Kolejny cel: Australian Open. - Celem nie jest przegrać w I rundzie, tylko spróbować zdobyć kolejny tytuł. Lubię presję związaną z byciem obrońcą tytułu. Moje wspomnienia z Australii są bardzo emocjonujące, miłe. Kocham tam grać. Jestem zawsze podekscytowany przygotowując się do nowego sezonu, i zarazem móc odpocząc, w Abu Zabi i Katarze. Jestem przekonany, że będę grał dobrze, choć samo to nigdy nie gwarantuje sukcesu. Ale jestem pewien, że nabrana tutaj pewność siebie pomoże, a zwycięstwa nad kompanami z Top 10 mogą zawsze mieć znaczenie w mentalnej grze na początku nowego sezonu.

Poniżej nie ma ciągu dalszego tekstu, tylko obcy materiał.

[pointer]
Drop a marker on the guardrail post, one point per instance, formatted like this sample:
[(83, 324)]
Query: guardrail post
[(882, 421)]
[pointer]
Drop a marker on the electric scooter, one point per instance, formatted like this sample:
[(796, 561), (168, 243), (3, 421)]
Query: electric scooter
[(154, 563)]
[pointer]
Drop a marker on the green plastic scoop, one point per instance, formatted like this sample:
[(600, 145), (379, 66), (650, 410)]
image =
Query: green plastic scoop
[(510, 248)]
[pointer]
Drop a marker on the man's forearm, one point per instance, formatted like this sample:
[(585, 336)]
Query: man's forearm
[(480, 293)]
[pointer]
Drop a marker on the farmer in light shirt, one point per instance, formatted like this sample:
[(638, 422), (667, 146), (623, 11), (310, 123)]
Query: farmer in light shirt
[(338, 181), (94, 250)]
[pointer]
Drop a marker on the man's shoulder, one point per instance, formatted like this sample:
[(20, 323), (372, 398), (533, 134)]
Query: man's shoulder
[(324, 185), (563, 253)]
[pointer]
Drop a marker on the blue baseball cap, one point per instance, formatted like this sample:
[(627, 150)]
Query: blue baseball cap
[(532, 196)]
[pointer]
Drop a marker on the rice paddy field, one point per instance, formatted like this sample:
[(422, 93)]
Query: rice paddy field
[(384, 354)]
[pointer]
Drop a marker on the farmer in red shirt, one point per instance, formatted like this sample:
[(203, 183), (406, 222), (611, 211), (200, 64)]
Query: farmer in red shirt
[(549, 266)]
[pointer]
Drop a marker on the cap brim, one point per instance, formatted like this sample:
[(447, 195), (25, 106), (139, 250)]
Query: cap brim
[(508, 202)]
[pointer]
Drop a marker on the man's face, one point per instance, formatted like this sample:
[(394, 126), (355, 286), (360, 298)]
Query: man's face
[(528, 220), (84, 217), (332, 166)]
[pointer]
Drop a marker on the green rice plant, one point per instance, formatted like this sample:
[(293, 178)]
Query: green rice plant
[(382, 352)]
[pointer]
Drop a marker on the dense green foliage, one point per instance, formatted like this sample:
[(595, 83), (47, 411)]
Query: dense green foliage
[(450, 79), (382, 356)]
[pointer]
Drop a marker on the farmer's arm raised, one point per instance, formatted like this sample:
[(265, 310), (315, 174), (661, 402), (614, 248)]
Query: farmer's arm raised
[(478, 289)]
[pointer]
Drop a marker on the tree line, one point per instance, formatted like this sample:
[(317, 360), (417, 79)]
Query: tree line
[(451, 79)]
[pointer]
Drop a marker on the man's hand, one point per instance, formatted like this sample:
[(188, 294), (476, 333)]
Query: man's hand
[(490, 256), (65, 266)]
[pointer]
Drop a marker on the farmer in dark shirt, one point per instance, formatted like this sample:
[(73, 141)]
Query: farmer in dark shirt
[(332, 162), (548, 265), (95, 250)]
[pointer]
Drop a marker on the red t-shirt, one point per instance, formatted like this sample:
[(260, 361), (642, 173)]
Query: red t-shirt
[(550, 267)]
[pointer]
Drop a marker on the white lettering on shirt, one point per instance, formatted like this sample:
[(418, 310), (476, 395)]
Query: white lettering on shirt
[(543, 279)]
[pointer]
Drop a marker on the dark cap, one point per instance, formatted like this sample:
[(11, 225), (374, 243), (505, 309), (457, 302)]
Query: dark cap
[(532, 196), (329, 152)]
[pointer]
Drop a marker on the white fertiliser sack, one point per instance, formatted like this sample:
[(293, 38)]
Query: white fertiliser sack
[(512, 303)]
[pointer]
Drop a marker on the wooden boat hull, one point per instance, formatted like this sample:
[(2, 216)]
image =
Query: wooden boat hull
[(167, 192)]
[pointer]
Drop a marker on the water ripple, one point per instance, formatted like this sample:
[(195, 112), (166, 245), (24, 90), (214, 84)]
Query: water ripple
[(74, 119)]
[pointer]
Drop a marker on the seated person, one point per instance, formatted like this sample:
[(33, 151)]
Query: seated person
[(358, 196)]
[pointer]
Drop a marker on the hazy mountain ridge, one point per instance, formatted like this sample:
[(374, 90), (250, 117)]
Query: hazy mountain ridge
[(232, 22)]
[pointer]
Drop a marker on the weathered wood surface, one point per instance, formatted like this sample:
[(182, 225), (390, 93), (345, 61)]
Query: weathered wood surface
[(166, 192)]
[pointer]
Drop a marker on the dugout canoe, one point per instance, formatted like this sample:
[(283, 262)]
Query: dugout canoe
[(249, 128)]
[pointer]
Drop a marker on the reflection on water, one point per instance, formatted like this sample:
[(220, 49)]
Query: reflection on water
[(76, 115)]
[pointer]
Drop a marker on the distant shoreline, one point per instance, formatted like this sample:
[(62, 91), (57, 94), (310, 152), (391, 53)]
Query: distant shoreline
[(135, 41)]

Wiele jest zatem pozytywów, które zabieram z Londynu.

Teraz okres świąteczny: - Mogę jeść babeczki i wszystko inne, desery przez dziesięć dni z rzędu. Dobrze jest ćwiczyć i jeść zdrowo. Ja odżywiam się bardzo zdrowo. Cięższy znaczy silniejszy, ale nie zawsze. Nigdy nie musiałem być zbyt ostrożny. Niebezpieczeństwo w moim przekonaniu pojawia się wtedy gdy odnosisz kontuzję i nie możesz przez dłuższy czas trenować. Wtedy wciąż jesz to samo i w takich samych ilościach jak byłbyś normalnie sprawny.